The first incident in June of 1989 involving an alleged physical altercation between the Complainant and Tom Weidenbeck by itself fails to demonstrate any racial harassment of the Complainant. The Respondent denies that the incident occurred and even if it happened as the Complainant asserts, it seems more the product of a personal dispute than racial harassment. It appears that the Complainant informed supervisors of Weidenbeck's presence or activity in the parking lot prior to the elbowing incident. The provision of this information was apparently not to the benefit of Weidenbeck. The only element that raises the issue of race is the Complainant's allegation that the next day Weidenbeck and another worker racially taunted the Complainant after the elbowing incident. The Respondent also denies the second incident and that the Complainant told supervisors of either incident.

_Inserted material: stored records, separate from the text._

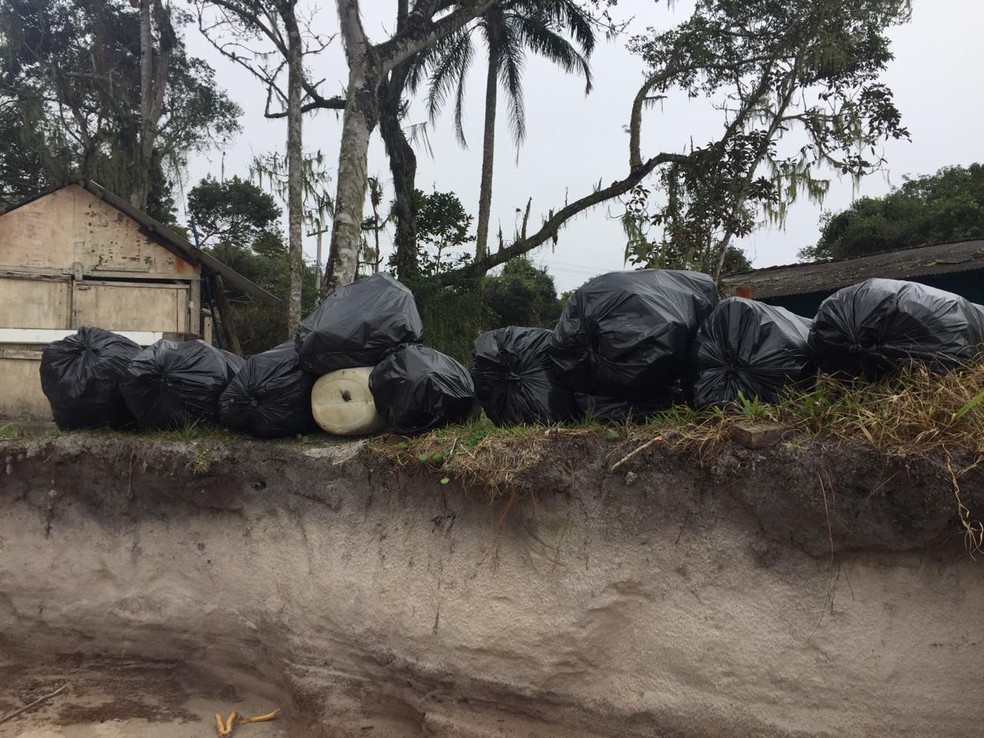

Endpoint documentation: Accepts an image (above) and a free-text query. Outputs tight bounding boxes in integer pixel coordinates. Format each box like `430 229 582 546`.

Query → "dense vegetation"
799 164 984 261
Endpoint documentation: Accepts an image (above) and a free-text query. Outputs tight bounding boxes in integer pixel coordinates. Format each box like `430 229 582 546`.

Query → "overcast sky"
179 0 984 290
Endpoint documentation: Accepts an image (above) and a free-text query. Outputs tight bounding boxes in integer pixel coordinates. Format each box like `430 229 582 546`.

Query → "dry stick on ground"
0 682 68 724
608 435 663 474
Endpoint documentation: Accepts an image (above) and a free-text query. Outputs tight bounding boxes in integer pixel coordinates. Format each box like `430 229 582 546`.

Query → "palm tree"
408 0 595 259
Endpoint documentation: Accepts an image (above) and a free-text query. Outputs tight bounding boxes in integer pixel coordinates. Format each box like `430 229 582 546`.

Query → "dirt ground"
0 659 296 738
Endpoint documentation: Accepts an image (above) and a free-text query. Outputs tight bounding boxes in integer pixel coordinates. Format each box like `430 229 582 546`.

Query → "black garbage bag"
683 297 816 407
41 328 140 430
369 345 477 435
472 326 579 425
550 269 717 405
295 274 423 375
574 381 683 423
120 339 245 429
219 342 318 438
809 279 984 380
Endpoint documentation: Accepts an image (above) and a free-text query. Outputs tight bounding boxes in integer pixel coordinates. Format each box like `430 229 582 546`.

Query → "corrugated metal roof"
722 241 984 298
0 177 280 305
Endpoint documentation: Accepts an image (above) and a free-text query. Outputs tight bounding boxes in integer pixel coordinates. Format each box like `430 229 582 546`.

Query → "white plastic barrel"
311 366 386 436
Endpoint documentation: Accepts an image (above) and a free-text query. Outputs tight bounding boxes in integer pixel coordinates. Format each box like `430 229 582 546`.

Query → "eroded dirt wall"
0 434 984 738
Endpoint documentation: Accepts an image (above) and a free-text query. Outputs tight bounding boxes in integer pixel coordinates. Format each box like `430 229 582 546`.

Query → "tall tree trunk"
323 73 378 295
280 0 304 335
475 18 500 261
130 0 177 210
130 0 154 210
379 62 420 280
322 0 380 295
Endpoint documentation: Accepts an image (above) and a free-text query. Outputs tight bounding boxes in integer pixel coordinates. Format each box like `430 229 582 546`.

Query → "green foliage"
188 177 318 355
188 177 281 246
408 0 595 145
205 233 318 355
404 190 562 366
799 164 984 261
0 0 242 204
407 278 491 367
483 257 563 328
414 190 475 277
623 0 909 277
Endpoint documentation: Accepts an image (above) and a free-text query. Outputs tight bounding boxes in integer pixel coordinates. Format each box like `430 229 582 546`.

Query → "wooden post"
213 274 243 356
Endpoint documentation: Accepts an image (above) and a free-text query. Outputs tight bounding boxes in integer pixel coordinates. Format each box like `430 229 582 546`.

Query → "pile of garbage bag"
683 297 816 407
219 341 317 438
40 269 984 438
295 274 423 375
472 326 580 425
120 338 246 430
809 279 984 380
41 328 140 430
369 344 477 434
550 269 717 406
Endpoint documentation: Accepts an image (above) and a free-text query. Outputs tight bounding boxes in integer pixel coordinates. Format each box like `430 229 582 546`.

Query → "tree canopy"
799 164 984 261
188 177 318 354
0 0 242 203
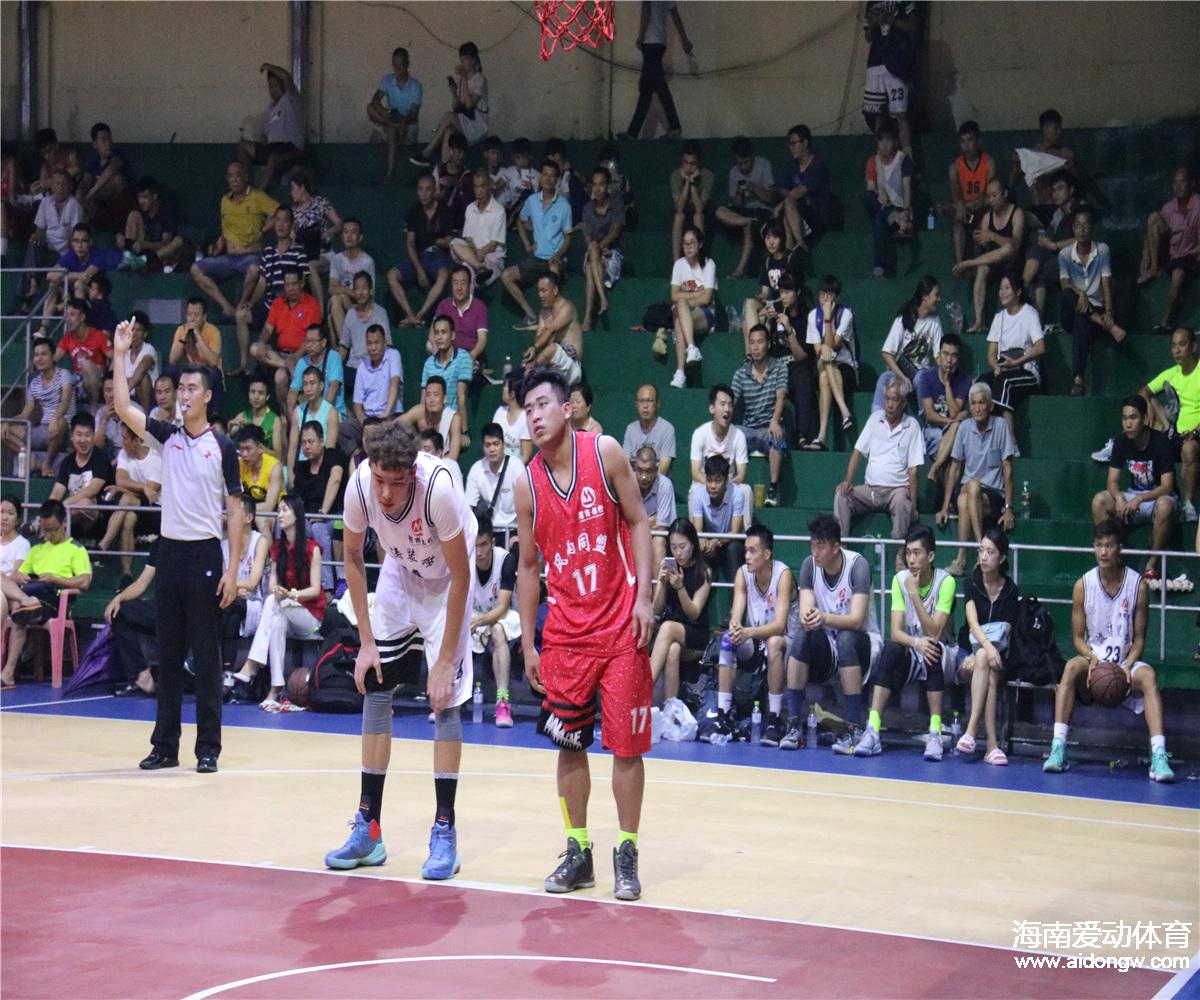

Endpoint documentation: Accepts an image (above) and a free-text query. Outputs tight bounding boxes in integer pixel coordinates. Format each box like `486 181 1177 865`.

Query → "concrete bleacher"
2 122 1200 688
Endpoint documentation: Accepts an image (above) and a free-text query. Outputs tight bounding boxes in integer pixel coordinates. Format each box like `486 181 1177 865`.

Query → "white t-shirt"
671 257 716 292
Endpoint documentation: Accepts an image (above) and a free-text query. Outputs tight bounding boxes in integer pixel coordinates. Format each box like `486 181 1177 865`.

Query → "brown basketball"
1087 661 1129 708
287 666 311 708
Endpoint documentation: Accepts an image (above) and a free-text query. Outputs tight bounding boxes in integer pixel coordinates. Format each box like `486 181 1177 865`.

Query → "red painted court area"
0 849 1169 999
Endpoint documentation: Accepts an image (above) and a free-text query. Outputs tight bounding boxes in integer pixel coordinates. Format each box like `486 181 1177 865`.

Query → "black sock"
433 774 458 826
359 771 388 822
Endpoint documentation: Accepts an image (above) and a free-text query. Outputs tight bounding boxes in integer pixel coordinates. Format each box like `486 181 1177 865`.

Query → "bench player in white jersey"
701 525 800 747
779 514 883 754
854 525 958 760
1042 519 1175 782
325 420 475 879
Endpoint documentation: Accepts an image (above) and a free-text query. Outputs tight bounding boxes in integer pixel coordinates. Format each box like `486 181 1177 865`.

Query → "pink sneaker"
496 701 512 729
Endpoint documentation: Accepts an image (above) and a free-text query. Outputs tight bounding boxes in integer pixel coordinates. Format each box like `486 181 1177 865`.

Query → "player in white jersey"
854 525 958 760
779 514 883 754
1042 519 1175 782
701 525 800 747
325 420 475 879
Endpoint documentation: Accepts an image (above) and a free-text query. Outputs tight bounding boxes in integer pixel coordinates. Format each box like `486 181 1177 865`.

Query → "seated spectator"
492 370 533 466
250 267 320 406
733 323 787 507
913 334 971 483
622 382 676 475
580 167 625 330
96 424 162 588
326 218 376 343
410 42 488 167
388 173 454 327
779 514 883 754
650 517 713 701
400 375 462 462
742 218 804 354
521 271 583 385
450 167 508 287
1042 520 1175 783
470 517 521 729
863 119 917 277
1024 170 1079 316
466 424 524 540
236 62 306 190
833 381 925 562
871 275 942 412
805 275 858 451
288 167 342 309
934 382 1016 576
702 525 800 747
500 160 572 330
290 420 347 591
116 176 191 274
225 493 325 712
79 121 134 232
650 226 716 389
1094 395 1178 580
568 382 604 435
854 525 958 761
954 178 1025 334
949 121 996 264
954 528 1021 767
367 46 424 180
1058 206 1126 396
54 299 113 407
1138 167 1200 334
710 137 776 279
671 139 715 261
192 161 280 319
980 271 1046 447
775 125 841 250
0 496 91 688
229 375 287 459
688 455 746 580
236 424 283 538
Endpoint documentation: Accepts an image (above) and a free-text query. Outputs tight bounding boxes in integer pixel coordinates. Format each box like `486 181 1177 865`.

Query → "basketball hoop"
533 0 614 61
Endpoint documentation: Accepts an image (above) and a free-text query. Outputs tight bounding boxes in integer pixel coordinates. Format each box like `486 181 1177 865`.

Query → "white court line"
184 954 778 1000
7 767 1200 833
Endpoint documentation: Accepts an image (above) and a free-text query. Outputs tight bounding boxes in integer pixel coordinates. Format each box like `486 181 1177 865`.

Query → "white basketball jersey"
1084 567 1141 663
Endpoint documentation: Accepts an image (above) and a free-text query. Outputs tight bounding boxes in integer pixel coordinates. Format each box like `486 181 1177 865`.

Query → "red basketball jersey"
526 431 637 654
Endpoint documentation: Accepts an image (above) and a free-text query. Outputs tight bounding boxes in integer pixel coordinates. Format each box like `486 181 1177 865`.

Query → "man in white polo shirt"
833 379 925 556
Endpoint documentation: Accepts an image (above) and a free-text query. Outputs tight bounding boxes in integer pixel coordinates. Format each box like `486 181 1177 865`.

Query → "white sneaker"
1092 438 1112 466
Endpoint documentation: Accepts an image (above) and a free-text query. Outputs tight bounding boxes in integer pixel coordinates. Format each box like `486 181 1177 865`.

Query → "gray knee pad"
362 691 391 736
433 706 462 743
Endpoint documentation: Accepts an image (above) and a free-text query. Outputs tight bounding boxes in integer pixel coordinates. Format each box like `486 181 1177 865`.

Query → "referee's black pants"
150 538 222 758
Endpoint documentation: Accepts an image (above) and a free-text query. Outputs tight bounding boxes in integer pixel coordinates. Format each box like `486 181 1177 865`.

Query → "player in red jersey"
516 369 653 899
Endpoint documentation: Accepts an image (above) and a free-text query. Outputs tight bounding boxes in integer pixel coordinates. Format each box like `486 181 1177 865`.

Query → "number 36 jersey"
526 431 637 655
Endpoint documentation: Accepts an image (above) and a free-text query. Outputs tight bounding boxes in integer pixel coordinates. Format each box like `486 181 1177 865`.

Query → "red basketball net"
533 0 613 61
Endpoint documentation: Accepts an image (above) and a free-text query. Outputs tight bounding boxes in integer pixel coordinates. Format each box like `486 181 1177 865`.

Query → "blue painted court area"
0 684 1200 809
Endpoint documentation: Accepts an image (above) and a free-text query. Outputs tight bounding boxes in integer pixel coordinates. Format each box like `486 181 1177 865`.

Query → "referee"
113 323 244 774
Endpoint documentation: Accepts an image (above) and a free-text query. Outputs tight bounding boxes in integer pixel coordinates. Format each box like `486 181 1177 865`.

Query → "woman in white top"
652 226 716 389
871 275 942 413
983 271 1046 441
412 42 488 167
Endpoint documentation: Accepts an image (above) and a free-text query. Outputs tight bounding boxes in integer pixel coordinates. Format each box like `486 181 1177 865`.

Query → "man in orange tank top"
515 369 654 899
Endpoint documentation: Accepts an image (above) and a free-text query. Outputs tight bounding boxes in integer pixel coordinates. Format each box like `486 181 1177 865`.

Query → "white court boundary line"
184 954 779 1000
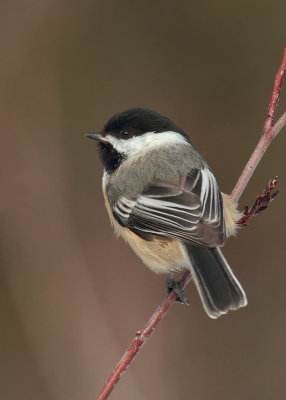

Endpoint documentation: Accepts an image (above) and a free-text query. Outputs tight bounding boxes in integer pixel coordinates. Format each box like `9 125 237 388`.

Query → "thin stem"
96 47 286 400
96 271 191 400
264 47 286 132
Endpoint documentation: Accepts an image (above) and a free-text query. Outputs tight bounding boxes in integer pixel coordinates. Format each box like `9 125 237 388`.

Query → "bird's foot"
237 176 279 226
166 272 190 306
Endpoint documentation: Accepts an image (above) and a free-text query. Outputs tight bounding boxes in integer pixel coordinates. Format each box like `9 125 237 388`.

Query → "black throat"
99 143 125 174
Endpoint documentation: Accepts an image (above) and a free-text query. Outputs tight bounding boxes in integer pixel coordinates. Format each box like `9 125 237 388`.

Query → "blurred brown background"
0 0 286 400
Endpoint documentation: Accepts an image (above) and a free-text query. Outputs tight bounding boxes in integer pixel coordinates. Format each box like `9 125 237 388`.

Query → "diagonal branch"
96 47 286 400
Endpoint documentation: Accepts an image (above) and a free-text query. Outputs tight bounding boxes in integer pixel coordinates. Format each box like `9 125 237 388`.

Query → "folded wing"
113 168 225 247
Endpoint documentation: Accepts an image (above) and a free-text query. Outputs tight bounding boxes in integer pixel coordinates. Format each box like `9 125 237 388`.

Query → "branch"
96 47 286 400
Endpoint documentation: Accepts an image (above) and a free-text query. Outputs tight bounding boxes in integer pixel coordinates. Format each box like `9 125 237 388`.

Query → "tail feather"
186 245 247 318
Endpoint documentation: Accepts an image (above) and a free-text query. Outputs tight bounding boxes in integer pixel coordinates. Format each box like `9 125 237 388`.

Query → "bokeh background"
0 0 286 400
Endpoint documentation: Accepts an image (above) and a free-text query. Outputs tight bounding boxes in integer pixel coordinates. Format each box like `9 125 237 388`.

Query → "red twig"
231 47 286 201
96 47 286 400
96 272 191 400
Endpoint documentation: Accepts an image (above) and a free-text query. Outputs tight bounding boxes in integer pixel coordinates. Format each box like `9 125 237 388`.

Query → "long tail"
185 244 247 318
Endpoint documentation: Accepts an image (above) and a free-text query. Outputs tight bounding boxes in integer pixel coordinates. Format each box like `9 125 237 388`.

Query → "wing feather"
113 168 225 247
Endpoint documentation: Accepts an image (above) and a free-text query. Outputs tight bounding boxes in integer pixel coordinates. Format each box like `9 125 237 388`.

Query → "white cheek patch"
105 131 188 158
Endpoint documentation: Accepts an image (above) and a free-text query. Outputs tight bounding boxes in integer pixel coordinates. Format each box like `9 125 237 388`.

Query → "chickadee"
87 108 247 318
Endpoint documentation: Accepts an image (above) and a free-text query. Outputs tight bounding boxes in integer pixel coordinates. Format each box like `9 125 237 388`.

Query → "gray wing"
113 168 225 247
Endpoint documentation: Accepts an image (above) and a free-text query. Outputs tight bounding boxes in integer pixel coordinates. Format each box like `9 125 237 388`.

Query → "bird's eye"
121 131 132 139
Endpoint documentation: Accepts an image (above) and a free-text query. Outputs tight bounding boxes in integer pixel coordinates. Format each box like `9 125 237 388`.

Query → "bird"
86 108 247 318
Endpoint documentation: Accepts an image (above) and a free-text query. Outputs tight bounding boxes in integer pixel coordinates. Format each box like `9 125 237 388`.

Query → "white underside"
105 131 189 158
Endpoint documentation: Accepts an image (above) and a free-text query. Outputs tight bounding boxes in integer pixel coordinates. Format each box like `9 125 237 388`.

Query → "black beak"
85 132 106 142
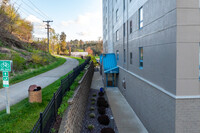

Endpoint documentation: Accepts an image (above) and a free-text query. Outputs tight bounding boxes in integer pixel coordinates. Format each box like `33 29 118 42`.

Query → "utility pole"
43 20 53 52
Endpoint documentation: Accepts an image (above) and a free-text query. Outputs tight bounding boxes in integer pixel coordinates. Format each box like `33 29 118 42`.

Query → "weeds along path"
0 57 79 111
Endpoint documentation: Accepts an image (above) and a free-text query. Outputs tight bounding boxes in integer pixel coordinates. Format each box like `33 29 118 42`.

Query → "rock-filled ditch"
81 89 118 133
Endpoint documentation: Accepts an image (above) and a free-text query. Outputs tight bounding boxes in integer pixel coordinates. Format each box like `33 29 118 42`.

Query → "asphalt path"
0 57 79 110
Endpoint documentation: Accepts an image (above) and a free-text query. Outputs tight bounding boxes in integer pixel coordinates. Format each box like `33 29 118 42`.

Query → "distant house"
71 52 88 57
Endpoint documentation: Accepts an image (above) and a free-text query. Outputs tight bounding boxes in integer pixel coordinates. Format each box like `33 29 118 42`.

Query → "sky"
11 0 102 41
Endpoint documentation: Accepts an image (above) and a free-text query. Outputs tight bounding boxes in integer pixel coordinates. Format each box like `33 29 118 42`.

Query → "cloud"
61 12 102 40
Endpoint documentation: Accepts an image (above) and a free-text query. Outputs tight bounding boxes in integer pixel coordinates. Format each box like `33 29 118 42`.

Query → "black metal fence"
31 58 90 133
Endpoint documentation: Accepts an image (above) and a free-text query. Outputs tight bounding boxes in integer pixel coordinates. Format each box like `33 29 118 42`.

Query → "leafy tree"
60 32 67 53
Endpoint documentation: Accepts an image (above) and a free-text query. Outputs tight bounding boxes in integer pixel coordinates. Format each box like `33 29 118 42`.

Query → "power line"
43 20 53 52
25 0 51 19
21 0 46 19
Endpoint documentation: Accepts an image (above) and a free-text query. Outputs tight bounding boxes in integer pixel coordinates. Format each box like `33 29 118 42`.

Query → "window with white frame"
139 47 143 69
123 0 126 11
139 7 144 29
116 50 119 61
116 9 119 22
116 30 119 41
130 20 133 34
123 23 126 37
130 52 133 64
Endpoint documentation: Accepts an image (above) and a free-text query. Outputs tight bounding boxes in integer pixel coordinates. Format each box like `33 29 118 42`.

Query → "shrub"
88 124 94 131
90 107 95 111
101 128 115 133
12 53 25 71
90 113 95 118
98 115 110 125
97 100 109 108
31 54 43 64
99 92 104 96
98 107 106 115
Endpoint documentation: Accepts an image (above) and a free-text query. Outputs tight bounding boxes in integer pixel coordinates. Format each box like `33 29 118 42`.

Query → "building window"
116 30 119 41
123 23 126 37
123 0 126 11
139 7 144 29
116 9 119 22
139 47 143 69
124 49 126 63
199 43 200 79
130 52 133 64
116 50 119 61
130 20 133 34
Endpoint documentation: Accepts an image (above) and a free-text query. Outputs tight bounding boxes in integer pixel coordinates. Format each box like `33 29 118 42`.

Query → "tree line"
0 0 33 42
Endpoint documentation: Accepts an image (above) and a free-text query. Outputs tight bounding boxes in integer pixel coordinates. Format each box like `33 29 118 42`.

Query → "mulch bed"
81 89 118 133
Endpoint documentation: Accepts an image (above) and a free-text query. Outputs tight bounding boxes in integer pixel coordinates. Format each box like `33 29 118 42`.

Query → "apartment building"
103 0 200 133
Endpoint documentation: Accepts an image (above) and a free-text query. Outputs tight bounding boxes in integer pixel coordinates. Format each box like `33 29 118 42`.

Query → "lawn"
0 56 83 133
0 57 66 88
66 56 85 65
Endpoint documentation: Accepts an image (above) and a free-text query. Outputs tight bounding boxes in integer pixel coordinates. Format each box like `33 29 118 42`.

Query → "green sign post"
0 60 12 72
0 60 12 114
3 77 9 87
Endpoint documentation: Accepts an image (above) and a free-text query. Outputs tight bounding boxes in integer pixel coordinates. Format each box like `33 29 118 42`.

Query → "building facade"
103 0 200 133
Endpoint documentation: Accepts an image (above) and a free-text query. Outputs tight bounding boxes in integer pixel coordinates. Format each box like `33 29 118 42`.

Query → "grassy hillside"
0 38 66 88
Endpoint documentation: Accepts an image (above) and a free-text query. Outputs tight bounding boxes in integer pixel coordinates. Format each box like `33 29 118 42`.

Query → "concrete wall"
118 69 176 133
176 0 200 133
176 0 200 96
105 0 200 133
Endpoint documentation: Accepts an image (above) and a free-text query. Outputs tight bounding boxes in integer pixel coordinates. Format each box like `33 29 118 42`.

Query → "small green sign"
3 77 9 87
3 77 9 81
0 60 12 72
2 72 8 77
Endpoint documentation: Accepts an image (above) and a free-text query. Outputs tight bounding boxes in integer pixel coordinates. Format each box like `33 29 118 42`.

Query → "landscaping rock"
98 115 110 125
99 92 104 96
101 128 115 133
98 107 106 115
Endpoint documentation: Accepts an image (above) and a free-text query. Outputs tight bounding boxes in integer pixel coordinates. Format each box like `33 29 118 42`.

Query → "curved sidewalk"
91 72 148 133
0 57 79 110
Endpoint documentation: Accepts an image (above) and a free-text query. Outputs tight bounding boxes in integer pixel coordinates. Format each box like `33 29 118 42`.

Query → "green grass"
0 56 85 133
66 56 85 65
58 71 85 117
0 57 66 88
0 71 72 133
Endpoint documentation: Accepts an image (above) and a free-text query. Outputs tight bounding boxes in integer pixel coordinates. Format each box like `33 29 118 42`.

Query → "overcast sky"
11 0 102 41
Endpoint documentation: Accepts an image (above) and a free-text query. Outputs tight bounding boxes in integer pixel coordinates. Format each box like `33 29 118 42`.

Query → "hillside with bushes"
0 0 66 88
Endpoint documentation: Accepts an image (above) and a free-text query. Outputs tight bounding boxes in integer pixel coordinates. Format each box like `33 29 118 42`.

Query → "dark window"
123 0 126 10
139 7 144 29
116 50 119 61
139 47 143 69
123 23 126 37
130 52 133 64
130 20 133 34
116 9 119 22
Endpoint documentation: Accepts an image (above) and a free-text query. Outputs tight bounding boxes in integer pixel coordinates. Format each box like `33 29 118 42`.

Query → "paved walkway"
91 72 148 133
0 57 79 110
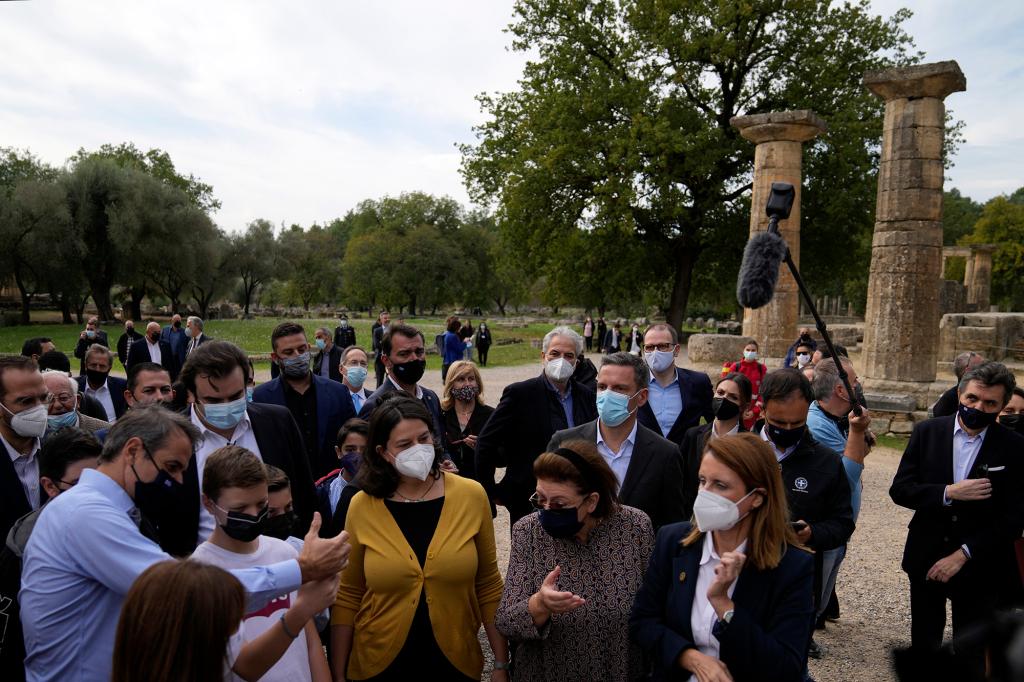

It is the Complainant's burden to submit evidence sufficient to prove all of the elements of his claim. Under the circumstances of this case where the Complainant has failed to appear and thus has failed to present any evidence in his own behalf, the Hearing Examiner must decide any question of disputed evidence and allegation in favor of the Respondent. The only exception would be if there is some evidence that indicates that the testimony of the Respondent would be entirely incredible. There is no reason on the basis of this record to have such a jaundiced view of the Respondent's veracity. Accordingly, when the offer of proof demonstrates that an event did not occur or that a supervisor was not told of an event, the Hearing Examiner is inclined to accept the proof as offered and find that the offer is dispositive of the issue.
The two incidents in which the Complainant alleges that racially explicit language was used (June, 1989 and April 4, 1990) are not capable of proof without the testimony of the Complainant and perhaps that of a corroborative witness. Since the Respondent denies the event, the Hearing Examiner is compelled to accept its offer of proof in the absence of any testimony on behalf of the Complainant. Without any testimony, the Complainant fails in his burden of proof.
While the individual incidents complained of by the Complainant lack sufficient proof to demonstrate discrimination, it could have been argued that the pattern overall tends to demonstrate a pattern or practice of mistreatment that might amount to discrimination. Because of the lack of proof on any of the individual incidents and because of the Complainant's failure to appear we need not address this or other issues such as, whether or not 5 or 6 incidents of alleged harassment over a period of approximately one year are sufficient to demonstrate a "hostile work place" claim of racial harassment under the Ordinance.
For the foregoing reasons, the complaint in this matter shall be and is hereby dismissed.
Signed and dated this 20th day of November, 1996.